The roster of the Charlotte Hornets has been improving over the last few years, but there are still gaps to fill. Opportunities to retool the roster are going to be somewhat limited this offseason, which makes the draft so much more important to the franchise. Thankfully, they've had success with their draft picks in recent years, even though it hasn't necessarily resulted in long-term success just yet. Regardless, the Hornets have a solid young core of players to build around. What should the Hornets be looking for in this year's draft?
I don't think they should limit themselves to filling a certain position, but I don't think they should take a pure big man in the first round either given what's already on the roster. That said, taking the best player available is normally the right move, even if that player is at a position without need. Going about a draft thinking "take a point guard here" or "make sure you draft a wing player" isn't necessary as long as you have a competent NBA roster, which the Hornets do have now. Still, there are several things the Hornets should be looking for.
This shouldn't be a surprise to anyone: The Hornets finished last in the NBA in effective field goal percentage, last in the NBA in 3-point percentage, and second-to-last in 2-point percentage. That's very bad, and clearly something that the front office needs to consider addressing. But should the Hornets look at a pure shooter as opposed to a more well-rounded player who makes shooting a small, but important, part of his game?
Probably not in the first round; some dead-eye shooters like Jimmer Fredette and Doug McDermott have struggled to see consistent floor time in the NBA, even when they are making their shots. That's not something the Hornets can afford to use a top-ten pick on at this point. Thankfully, there's only one pure shooter like this among this year's potential lottery picks, and that's Devin Booker, and Booker is a better all-around player than Fredette and McDermott.
The Hornets can't afford to take a player whose skillset is limited to shooting. They need somebody who can see the floor for extended periods of time, which makes specialists a liability. Whether that upgrade in shooting comes through drafting, free agency, or a trade is another question altogether, but the Hornets will need shooting in order to go to the next level.
With players like Michael Kidd-Gilchrist, Cody Zeller, Bismack Biyombo (who is a restricted free agent, but one who the Hornets should re-sign), and Noah Vonleh already on the roster, the Hornets have a squad of players that can play multiple roles. Why limit their potential impact by using their first-round pick on a one-dimensional prospect? This ties back to the discussion of the pure shooter a bit in that they do need to take a player who can perform a variety of tasks.
It's not that the Hornets need to draft a guy who can jump like Zach LaVine or someone who's as strong as LeBron James, but it would surely make Steve Clifford happier if he had another player whose physical gifts make him capable of playing sound defense. Athleticism would certainly help the offense too, but Clifford's proven he can make defensive contributors out of players who typically aren't known for their defensive prowess. And if the draft picks are talented offensively too, that's a recipe for success.

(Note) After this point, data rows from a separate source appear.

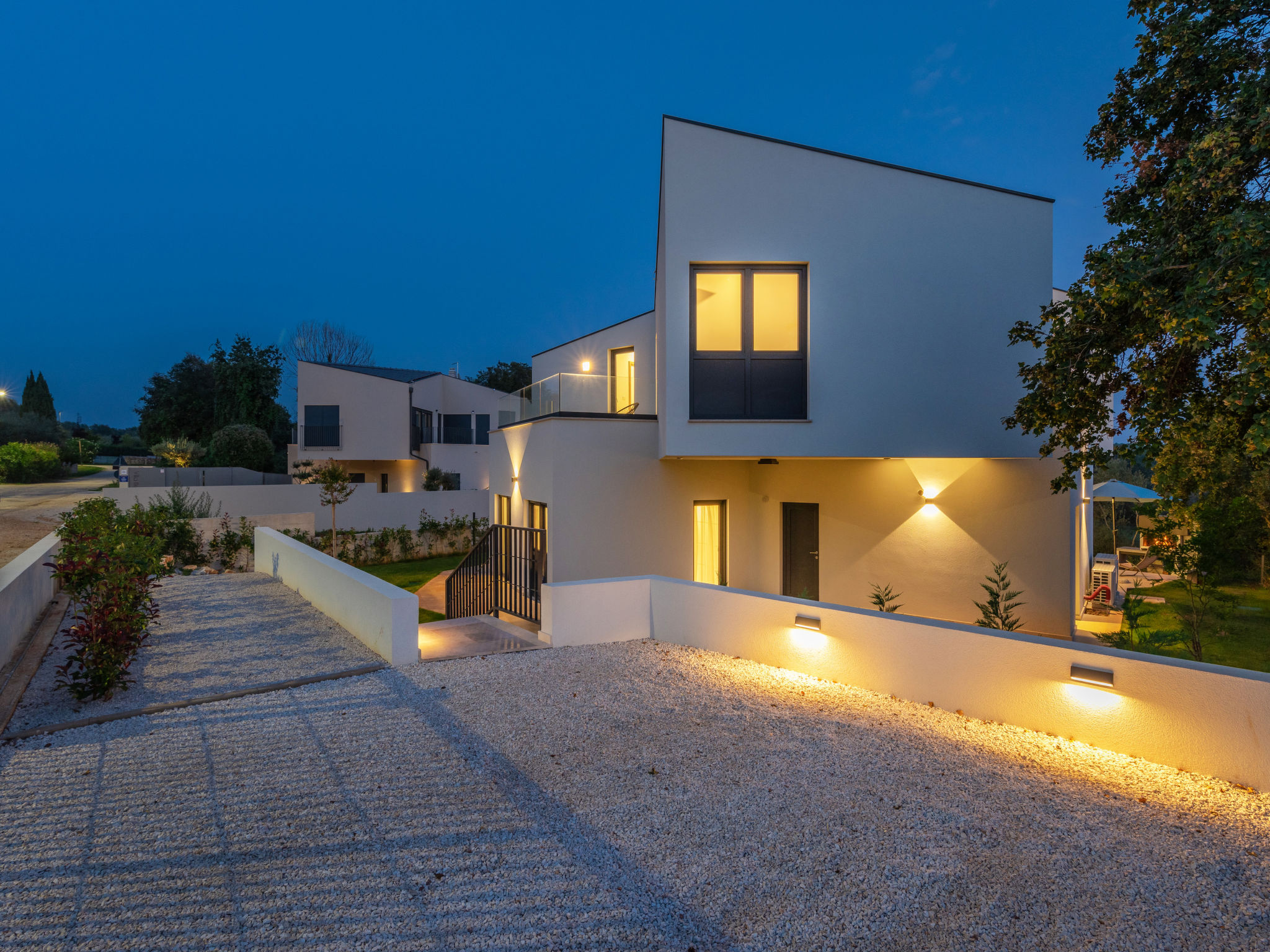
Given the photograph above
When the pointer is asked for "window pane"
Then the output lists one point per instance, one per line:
(708, 544)
(718, 311)
(775, 311)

The Hornets' perimeter players aren't players who can easily create shots for themselves near the rim. There are a couple guys who are capable of doing that, but it's not a big part of any of their games at this point. Even with an offense centered around Al Jefferson limiting opportunities for drives, there's nobody on the Hornets comparable toManu Ginobili. Getting a player who can get to the rim easily would provide a lot of options for the Hornets offensively.
Of course, it will probably be difficult to find a player who can capably demonstrate all of these things during his career, let alone his rookie season. Drafting a player who is legitimately good in two or three of these areas is the goal. The Hornets don't need a home run, but they can't afford a single either.